Écrit par Droit-medical.com le . Dans la rubrique Evolution

Spécialité homéopathiqueIl ne fait pas bon être un blogueur amateur face à une multinationale par les temps qui courent. C’est ce dont a pu se rendre compte Samuele Riva, un informaticien italien de 28 ans, après avoir écrit deux articles parlant de l’homéopathie sur son blog, les 13 et 27 juillet 2011.

En guise d’illustrations, le jeune blogueur a eu le malheur d’utiliser des photos du produit phare des laboratoires Boiron, Oscillococcinum, dont la publicité vante les mérites contre les symptômes de la grippe. Ces images étaient accompagnées de légendes plaisantant sur l’absence totale de toutes molécules actives dans les préparations homéopathiques.

Ces propos auraient pu être dilués dans l’immensité de la blogosphère, perdant ainsi tout intérêt, mais la filiale italienne du numéro un mondial des produits homéopathiques semble avoir eu du mal à avaler la granule et a immédiatement décidé de réagir en menaçant de poursuivre en justice l’auteur des articles pour diffamation.

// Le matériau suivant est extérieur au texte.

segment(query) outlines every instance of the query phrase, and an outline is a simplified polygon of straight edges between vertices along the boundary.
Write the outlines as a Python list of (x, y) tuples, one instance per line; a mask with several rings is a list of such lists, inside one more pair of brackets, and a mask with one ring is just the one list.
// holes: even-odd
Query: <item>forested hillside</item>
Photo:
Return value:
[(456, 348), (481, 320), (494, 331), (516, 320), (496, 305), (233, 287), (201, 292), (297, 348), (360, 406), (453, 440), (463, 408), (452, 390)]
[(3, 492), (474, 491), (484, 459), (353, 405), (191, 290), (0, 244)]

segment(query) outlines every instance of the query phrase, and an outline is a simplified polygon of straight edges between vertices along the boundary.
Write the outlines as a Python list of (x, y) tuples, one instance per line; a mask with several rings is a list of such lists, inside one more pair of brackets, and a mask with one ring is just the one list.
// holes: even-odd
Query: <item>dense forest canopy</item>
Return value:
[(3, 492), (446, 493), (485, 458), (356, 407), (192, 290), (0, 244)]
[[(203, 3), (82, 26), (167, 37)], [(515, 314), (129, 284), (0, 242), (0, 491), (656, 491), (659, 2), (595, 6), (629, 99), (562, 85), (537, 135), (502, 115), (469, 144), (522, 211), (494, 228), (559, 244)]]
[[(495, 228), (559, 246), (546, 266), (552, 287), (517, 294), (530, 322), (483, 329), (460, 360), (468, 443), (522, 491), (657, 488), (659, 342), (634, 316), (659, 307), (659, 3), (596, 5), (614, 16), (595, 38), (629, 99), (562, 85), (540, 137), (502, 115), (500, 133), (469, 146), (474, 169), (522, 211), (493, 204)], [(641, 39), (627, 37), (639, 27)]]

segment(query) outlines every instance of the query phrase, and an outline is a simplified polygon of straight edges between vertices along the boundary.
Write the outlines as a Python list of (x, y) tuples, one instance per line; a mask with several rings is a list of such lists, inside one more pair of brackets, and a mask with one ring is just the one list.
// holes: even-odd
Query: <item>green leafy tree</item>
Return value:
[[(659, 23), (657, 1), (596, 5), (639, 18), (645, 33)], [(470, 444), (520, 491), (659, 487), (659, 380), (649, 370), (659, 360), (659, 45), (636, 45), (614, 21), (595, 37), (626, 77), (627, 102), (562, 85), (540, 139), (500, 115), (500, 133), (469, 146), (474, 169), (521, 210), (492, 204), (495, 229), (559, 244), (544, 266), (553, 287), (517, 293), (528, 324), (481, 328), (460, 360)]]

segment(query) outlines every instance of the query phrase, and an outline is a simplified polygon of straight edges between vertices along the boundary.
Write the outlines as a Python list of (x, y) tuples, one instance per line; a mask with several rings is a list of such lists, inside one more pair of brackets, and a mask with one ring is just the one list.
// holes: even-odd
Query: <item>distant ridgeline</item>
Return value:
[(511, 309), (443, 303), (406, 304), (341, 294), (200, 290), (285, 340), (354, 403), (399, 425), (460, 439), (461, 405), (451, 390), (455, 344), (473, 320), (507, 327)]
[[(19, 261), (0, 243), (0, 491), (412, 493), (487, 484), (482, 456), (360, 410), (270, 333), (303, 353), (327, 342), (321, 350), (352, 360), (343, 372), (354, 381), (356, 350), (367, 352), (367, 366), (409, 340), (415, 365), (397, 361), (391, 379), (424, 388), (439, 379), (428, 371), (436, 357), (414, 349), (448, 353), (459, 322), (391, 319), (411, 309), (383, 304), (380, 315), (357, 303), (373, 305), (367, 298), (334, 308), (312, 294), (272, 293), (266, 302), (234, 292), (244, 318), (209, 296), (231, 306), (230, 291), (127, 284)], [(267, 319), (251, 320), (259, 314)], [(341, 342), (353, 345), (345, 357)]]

Selon le BMJ, qui donne les détails de cette affaire, le 28 juillet 2011, les laboratoires Boiron ont adressé un courrier au fournisseur d’accès Internet du blogueur dans lequel ils précisent que les articles et les légendes sont « faux et désobligeants à la fois pour l’homéopathie et [la] société ». Ils ternissent la réputation de l’entreprise, lui causant « de graves dommages », dont elle pourrait obtenir réparation devant un tribunal. Cette lettre demande aussi au fournisseur d’accès de retirer toutes les références à Boiron et à ses produits des deux articles incriminés et d’en interdire l’accès sous peine de se voir, lui et le blogueur, poursuivis devant les tribunaux.
Silvia Nencioni, administratrice déléguée de Boiron Italie, qui a signé ce courrier, a déclaré au BMJ que son entreprise surveillait régulièrement tous les médias, y compris le Web, pour savoir ce qui se disait sur la société, et contactait parfois ceux qui la critiquaient pour demander des corrections ou un droit de réponse.
« Dans cette affaire, nous avons essayé en vain de contacter le blogueur par téléphone par le biais de son fournisseur de services, mais ce dernier a refusé de nous donner ses coordonnées, nous avons donc décidé d’envoyer la lettre d’avertissement », a-t-elle affirmé.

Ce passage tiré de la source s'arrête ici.